The defiant writer/director with the amazing name Dutch Southern gave the best introduction I heard at SXSW this year for his “Only the Good Survive,” calling the film punk rock in a way that could only happen in Austin. Conceived and shot there, Southern went as far as to proclaim that if you don’t like his movie, you don’t like Austin. Well, I like Austin. And I like his movie. So maybe he’s onto something.
“Only the Good Survive” is one of those films that won’t leave too many viewers in the center when it comes to its appraisal. You either get on its quirky wavelength or you don’t. For me, Southern’s blend of Texan anarchy, classic thriller storytelling, and quirky sense of humor clicked from beginning to end. This is a movie that isn’t going to work for all but will REALLY work for some, and I think Southern is perfectly fine with rewarding a specific audience instead of trying to appeal to everyone.

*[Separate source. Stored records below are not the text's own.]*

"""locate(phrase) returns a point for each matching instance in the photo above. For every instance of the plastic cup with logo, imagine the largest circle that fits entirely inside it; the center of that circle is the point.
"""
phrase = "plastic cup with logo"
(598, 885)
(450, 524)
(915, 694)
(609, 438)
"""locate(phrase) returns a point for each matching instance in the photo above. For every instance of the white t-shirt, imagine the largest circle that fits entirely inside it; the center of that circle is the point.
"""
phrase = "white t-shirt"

Sidney Flanigan of “Never Rarely Sometimes Always” plays Brea Dunlee, a young woman who is introduced as the only survivor of something awful, being interviewed/interrogated by an officer named Cole Mack (Frederick Weller). And so the film has an unreliable narrator structure that gives it a very different energy than a traditional thriller as Mack tries to pull out what happened from Dunlee’s brain in clever, playful ways. As this “The Usual Satanists” gets deeper into its twisted tale, Weller and Flanigan playfully bounce back and forth, having a blast with Southern’s clever, referential dialogue.

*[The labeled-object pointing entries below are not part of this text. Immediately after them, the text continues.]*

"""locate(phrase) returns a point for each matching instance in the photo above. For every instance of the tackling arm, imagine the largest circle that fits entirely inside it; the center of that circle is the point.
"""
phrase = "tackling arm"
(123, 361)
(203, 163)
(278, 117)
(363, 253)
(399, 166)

Oh what a story Brea has to tell. It starts with a chance meeting of a cute boy named Ry (the great D’Pharaoh Woon-A-Tai of “Reservation Dogs”), who brings her into a plan with his a guy named Erve (Will Ropp) and some charismatic muscle named Dev (Darius Fraser). Ry stumbled upon some rare coins in the home of an elderly couple, and brought in Erve and Dev to help steal them. Maybe Brea could be the lookout? Of course, the trio of robbers stumble upon something VERY different from coins in the house, and all Hell breaks loose, maybe even literally.